Amazon to provide Indian cloud services over Tata infrastructure?

24.03.2012
Amazon could be preparing to launch cloud services in India, after it emerged that the company has been buying up infrastructure from telecommunications provider Tata Communications in its home markets.

Speaking to Techworld at the Tata Global Media and Analyst Summit in Dubai this week, the company's chief technology officer (CTO) John Hayduk said that competition from big cloud providers like Amazon and Rackspace in emerging markets is "not there yet," but is expected to ramp up over the next 12 months.

"Some of those service providers like Amazon, they buy co-lo [co-location] and network from us, so we've seen purchases in our own facilities that are of the size," said Hayduk. "There's only one answer to what they're going to do with that space."

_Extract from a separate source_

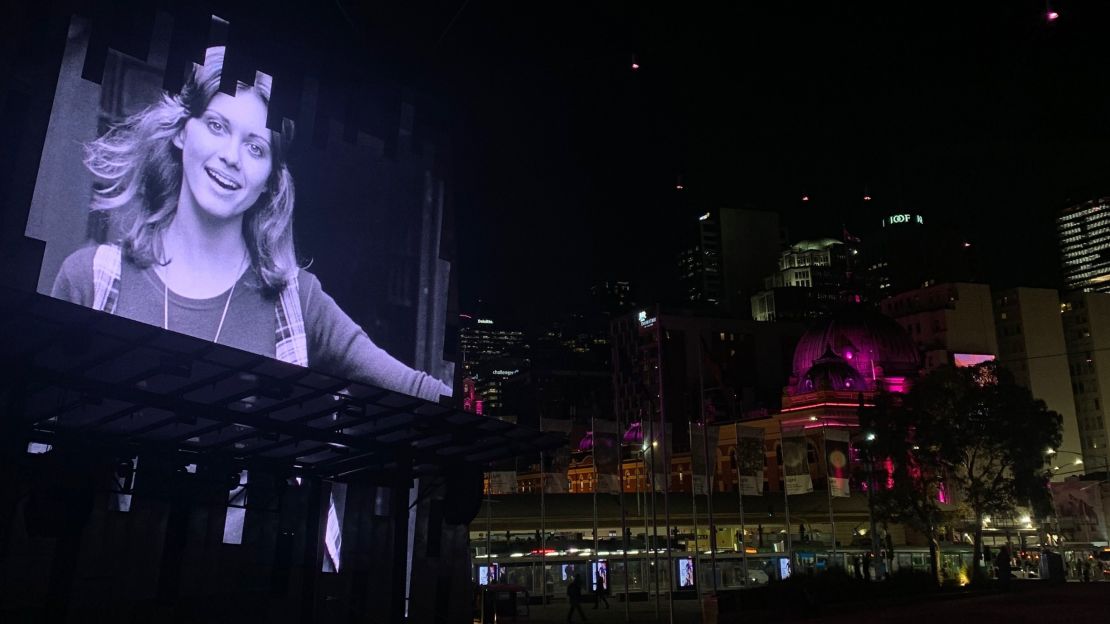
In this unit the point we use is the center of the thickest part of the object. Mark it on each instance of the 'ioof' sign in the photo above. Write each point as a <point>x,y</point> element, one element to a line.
<point>898,219</point>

Amazon was contacted for comment, but said it does not comment on rumour or speculation.

Tata Communications is currently one of the top two cloud players across India and Singapore, offering a combination of co-location, infrastructure-as-a-service (IaaS), software-as-a-service (SaaS), IT managed services and content delivery network.

Cloud adoption in these markets is not nearly as aggressive as in developed countries. However, Hayduk said that five years down the line, service providers that do not have a compute and storage offering to sell alongside the network could be significantly disadvantaged, and that is why Tata has decided to invest in public cloud.